In 2000 however, Microsoft launched Windows 2000, with a new architecture that was very reliant on a new directory named “Active Directory” (AD). The name is to some extent misleading, because it is a fairly passive directory. There are some features that have become popular, that have some active components, with the Group Policy “push” and software deployments being the most common. 

The big change AD created in 2000, was that all application vendors had to adapt their solutions to AD. AD was almost LDAP, and introduced its own schemas, that few were brave enough to change. AD became the mountain, that everyone went to. 

One of the challenges with AD is it reliance on some internal network protocols (I.e. Kerberos) and security models. As applications dared to break away from the local network, Microsoft’s first response was ADFS, and most organizations used it as its first step in integrating applications outside. 

In 2009 the SVP of Engineering (Todd McKinnon) and a solution engineer (Frederic Kerrest) at Salesforce saw the growing need for a true identity source in the cloud as a SaaS.  During their first ten years, most of their business was about going to the “mountains” that started appearing in the cloud, such as Salesforce, ServiceNow, Box, Microsoft and Google. 

When I joined Okta as the first solution engineer in the Nordics, I saw the value of having a “gofer” that ran around and talked to the mountains.
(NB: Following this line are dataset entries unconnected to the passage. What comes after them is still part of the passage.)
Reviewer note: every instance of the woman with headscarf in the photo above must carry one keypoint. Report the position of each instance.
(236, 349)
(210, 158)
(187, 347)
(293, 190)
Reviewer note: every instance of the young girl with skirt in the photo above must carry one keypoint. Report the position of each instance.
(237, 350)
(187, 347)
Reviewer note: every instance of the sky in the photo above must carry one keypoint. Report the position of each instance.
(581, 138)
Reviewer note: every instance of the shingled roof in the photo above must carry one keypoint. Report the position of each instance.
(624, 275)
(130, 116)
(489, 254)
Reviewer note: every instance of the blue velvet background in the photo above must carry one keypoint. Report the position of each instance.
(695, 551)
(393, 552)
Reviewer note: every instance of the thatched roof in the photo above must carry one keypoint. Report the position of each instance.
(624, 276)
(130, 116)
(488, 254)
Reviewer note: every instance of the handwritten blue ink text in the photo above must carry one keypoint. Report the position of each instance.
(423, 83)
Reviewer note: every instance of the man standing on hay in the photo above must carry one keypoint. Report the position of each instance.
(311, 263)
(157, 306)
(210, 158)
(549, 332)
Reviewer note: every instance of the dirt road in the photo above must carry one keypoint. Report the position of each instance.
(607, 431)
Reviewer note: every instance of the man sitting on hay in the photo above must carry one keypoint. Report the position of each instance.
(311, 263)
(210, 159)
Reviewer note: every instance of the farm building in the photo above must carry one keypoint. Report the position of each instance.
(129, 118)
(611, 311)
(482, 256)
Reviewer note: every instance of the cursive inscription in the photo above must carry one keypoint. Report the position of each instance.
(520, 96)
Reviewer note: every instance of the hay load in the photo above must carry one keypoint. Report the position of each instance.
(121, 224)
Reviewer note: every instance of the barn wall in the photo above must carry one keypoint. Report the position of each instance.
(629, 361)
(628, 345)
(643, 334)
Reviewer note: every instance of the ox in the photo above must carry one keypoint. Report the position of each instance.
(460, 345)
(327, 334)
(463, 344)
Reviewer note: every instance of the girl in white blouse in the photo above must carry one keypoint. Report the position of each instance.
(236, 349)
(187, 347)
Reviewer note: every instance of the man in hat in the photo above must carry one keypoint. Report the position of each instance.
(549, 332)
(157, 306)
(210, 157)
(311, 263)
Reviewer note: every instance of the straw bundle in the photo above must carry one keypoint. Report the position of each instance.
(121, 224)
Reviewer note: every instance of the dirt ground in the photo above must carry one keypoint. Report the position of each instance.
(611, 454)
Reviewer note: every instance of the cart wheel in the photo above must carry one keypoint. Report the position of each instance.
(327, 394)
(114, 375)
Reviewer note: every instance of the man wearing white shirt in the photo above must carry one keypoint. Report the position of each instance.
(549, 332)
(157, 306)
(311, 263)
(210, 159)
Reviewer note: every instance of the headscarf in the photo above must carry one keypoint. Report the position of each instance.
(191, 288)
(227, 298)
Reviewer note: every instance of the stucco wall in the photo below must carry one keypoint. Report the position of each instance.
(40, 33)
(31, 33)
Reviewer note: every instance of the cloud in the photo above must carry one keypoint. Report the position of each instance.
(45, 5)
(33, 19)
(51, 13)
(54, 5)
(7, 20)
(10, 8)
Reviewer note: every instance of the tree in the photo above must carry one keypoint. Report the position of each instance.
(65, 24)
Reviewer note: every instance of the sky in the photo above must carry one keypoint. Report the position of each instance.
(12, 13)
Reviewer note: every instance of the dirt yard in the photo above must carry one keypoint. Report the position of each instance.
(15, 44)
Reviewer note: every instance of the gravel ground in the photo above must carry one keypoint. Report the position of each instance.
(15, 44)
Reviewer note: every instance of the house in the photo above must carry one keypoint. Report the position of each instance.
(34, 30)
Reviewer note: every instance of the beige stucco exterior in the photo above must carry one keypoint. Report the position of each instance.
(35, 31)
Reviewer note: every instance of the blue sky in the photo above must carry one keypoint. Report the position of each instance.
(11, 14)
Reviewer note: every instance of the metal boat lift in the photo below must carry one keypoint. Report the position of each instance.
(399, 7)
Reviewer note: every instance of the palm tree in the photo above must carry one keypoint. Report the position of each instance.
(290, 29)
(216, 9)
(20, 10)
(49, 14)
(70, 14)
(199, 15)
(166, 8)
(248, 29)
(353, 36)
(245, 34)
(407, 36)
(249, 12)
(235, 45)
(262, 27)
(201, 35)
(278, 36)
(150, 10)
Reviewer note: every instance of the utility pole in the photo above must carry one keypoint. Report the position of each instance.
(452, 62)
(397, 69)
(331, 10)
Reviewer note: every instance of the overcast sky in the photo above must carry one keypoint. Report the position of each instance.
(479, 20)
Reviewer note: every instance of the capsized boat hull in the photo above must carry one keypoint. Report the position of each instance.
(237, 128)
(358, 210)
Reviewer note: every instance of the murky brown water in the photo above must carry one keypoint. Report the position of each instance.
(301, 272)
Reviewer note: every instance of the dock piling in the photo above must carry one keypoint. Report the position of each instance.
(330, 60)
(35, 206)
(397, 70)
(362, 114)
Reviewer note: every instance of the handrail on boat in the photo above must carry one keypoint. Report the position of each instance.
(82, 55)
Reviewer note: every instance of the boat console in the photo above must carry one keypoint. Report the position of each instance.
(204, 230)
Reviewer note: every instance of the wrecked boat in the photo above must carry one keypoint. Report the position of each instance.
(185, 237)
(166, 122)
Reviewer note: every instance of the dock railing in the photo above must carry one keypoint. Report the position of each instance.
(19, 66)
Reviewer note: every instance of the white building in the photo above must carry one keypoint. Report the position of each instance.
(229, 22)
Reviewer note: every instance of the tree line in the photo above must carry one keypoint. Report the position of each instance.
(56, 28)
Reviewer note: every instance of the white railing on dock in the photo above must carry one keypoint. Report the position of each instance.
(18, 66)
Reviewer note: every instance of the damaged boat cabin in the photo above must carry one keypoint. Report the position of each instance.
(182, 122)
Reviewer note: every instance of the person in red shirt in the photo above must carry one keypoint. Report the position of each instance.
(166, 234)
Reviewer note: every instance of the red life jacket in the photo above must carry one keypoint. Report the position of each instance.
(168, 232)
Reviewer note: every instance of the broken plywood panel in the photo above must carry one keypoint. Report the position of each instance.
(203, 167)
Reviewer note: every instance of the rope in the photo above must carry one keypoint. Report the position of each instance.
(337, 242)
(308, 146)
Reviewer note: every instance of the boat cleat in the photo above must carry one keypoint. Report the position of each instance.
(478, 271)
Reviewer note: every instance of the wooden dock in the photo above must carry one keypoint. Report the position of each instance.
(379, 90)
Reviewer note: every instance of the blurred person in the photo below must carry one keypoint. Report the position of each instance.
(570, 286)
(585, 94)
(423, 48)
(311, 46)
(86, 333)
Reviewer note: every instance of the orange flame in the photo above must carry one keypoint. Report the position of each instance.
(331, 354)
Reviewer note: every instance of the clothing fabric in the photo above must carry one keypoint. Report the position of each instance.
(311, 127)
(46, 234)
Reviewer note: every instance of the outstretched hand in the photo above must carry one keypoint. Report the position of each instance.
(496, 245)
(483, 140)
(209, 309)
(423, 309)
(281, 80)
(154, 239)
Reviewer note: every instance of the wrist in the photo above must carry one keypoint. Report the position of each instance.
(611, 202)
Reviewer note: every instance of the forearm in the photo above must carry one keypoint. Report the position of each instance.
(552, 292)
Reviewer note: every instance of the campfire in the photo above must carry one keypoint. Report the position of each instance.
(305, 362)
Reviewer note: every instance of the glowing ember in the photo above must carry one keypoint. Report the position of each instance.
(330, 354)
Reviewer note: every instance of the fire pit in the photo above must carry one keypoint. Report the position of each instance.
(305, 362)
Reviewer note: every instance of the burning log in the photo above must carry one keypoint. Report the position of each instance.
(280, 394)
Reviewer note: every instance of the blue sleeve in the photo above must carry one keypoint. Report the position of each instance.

Over the years, Okta became a mountain by itself, and required the applications to take over the work of integrations. Their nice feature, the discovery of applications’ identities as a first step in integration, was not followed up in terms of using the applications as a source (except a number of HR systems, Google, Microsoft AD (not Azure AD) and LDAP. Okta has a lot of value in what they still deliver, but I decided to step outside of Okta and continue to help organizations to build bridges with what I call a true metadirectory, very much in line with Wikipedia’s definition. 

A true metadirectory is, in my view, a process that does not host the truth by itself, but collects the truth from the sources that hold the truth. I believe that data should managed and owned where the knowledge sits. This means that a metadirectory needs to understand how to prioritize each attribute and group membership per user type. Because of the true metadirectory being sourced from other systems, you can run multiple instances of it, using the same sources.